For a while, it looked like the brick-and-mortar part of the retail industry would make a comeback after e-commerce giant Amazon hammered it for years. The brutal disappearance of companies like JCPenney, Kmart and Sears was over. Not so fast. Macy’s Inc. (NYSE: M) has announced large layoffs and several store closures. Management must see a storm coming, or perhaps the storm has already arrived.
Macy’s and AI
Macy’s will fire 2,350 people, many of them in corporate operations. That is nearly 4% of staff. Five stores will close. Part of the trigger may have been the ability to automate some jobs. Retailer workers have been concerned about this for years, and retail management has hoped artificial intelligence (AI) would allow them to cut costs. If AI is a cause, investors have something to cheer about. Retail is often described as one of the first industries that would benefit substantially from the improvements in AI software. Macy’s also said it would export some jobs, which might be a savings if workers overseas are paid less than their U.S. counterparts. (These 20 jobs are vulnerable to automation and AI takeover.)What’s Next for Macy’s?
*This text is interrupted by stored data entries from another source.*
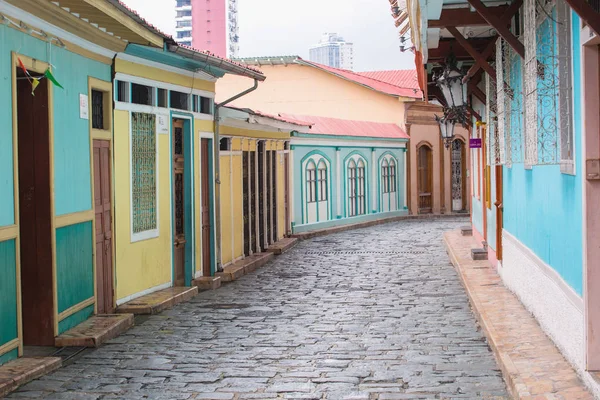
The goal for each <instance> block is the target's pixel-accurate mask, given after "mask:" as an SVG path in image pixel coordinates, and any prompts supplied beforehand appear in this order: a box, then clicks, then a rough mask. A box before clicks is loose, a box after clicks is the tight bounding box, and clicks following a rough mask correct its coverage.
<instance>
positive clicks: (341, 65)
mask: <svg viewBox="0 0 600 400" xmlns="http://www.w3.org/2000/svg"><path fill="white" fill-rule="evenodd" d="M308 58H309V59H310V61H313V62H316V63H319V64H323V65H328V66H330V67H334V68H342V69H349V70H352V68H353V67H354V54H353V44H352V43H348V42H346V41H345V40H344V38H343V37H341V36H339V35H338V34H337V33H324V34H323V36H321V40H320V41H319V44H317V45H316V46H313V47H311V48H310V51H309V57H308Z"/></svg>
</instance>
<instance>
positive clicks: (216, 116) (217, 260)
mask: <svg viewBox="0 0 600 400" xmlns="http://www.w3.org/2000/svg"><path fill="white" fill-rule="evenodd" d="M256 89H258V80H257V79H254V86H252V87H251V88H249V89H246V90H244V91H243V92H241V93H238V94H236V95H235V96H233V97H231V98H229V99H227V100H225V101H222V102H220V103H219V104H217V103H215V141H214V143H215V144H214V146H213V152H214V155H213V159H214V160H215V161H214V163H215V183H216V188H215V223H216V225H217V226H216V228H217V230H216V240H215V244H216V249H215V250H216V258H217V272H222V271H223V267H222V265H221V186H220V185H221V158H220V142H221V139H220V138H219V120H220V117H219V109H220V108H221V107H223V106H225V105H227V104H229V103H231V102H232V101H234V100H237V99H239V98H240V97H243V96H245V95H247V94H248V93H250V92H253V91H255V90H256Z"/></svg>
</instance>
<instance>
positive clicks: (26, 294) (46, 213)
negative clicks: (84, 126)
mask: <svg viewBox="0 0 600 400" xmlns="http://www.w3.org/2000/svg"><path fill="white" fill-rule="evenodd" d="M16 77H17V80H16V91H17V104H16V106H17V127H18V128H17V129H18V130H17V144H18V158H19V161H18V181H19V200H18V201H19V236H20V240H19V241H20V258H21V277H23V279H21V301H22V307H21V316H22V324H23V344H24V345H25V346H54V325H55V320H54V288H53V271H52V265H53V257H52V251H53V249H52V234H53V232H52V223H51V221H52V209H51V192H50V179H51V178H50V126H49V104H48V91H49V88H48V80H47V79H44V80H41V81H40V84H39V86H38V87H37V89H36V91H35V96H34V95H32V93H31V84H30V83H29V80H28V78H27V77H26V76H25V75H24V74H23V72H22V71H21V70H20V69H18V68H17V73H16Z"/></svg>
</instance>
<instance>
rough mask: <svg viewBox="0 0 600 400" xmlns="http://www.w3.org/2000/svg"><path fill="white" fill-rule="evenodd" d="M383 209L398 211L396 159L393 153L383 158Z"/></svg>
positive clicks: (381, 207)
mask: <svg viewBox="0 0 600 400" xmlns="http://www.w3.org/2000/svg"><path fill="white" fill-rule="evenodd" d="M380 191H381V197H380V198H381V211H382V212H388V211H396V210H397V209H398V196H397V193H396V192H397V179H396V161H395V160H394V158H393V157H392V156H391V155H389V154H388V155H385V156H384V157H383V158H382V159H381V183H380Z"/></svg>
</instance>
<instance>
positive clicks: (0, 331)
mask: <svg viewBox="0 0 600 400" xmlns="http://www.w3.org/2000/svg"><path fill="white" fill-rule="evenodd" d="M15 247H16V241H15V240H14V239H13V240H7V241H4V242H0V321H1V322H0V346H2V345H4V344H6V343H8V342H10V341H11V340H14V339H16V338H17V335H18V325H17V321H18V320H17V259H16V255H17V253H16V248H15ZM12 353H14V352H11V354H12ZM14 356H15V357H16V354H14ZM12 358H14V357H11V356H10V355H6V356H3V355H2V354H0V365H1V364H2V363H3V362H6V361H9V360H10V359H12Z"/></svg>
Macy’s stock trades just shy of $18 a share. A fairly good quarter announced in early December took the stock to $21. However, the stock traded for $25 last February. Its recent peak was $35 in November 2021.Macy’s continues to try to find a place in the wider retail world. It is up against Nordstrom, Target, Gap, Kohl’s and even Gap in the clothes department. Walmart and Amazon continue to take the lion’s share of the entire industry in the United States. Macy’s has about 500 stores. Walmart has about 4,600. Amazon makes sales on every smartphone and computer.
Macy’s management has not developed a strategic plan that allows Wall Street to think it has a bright future.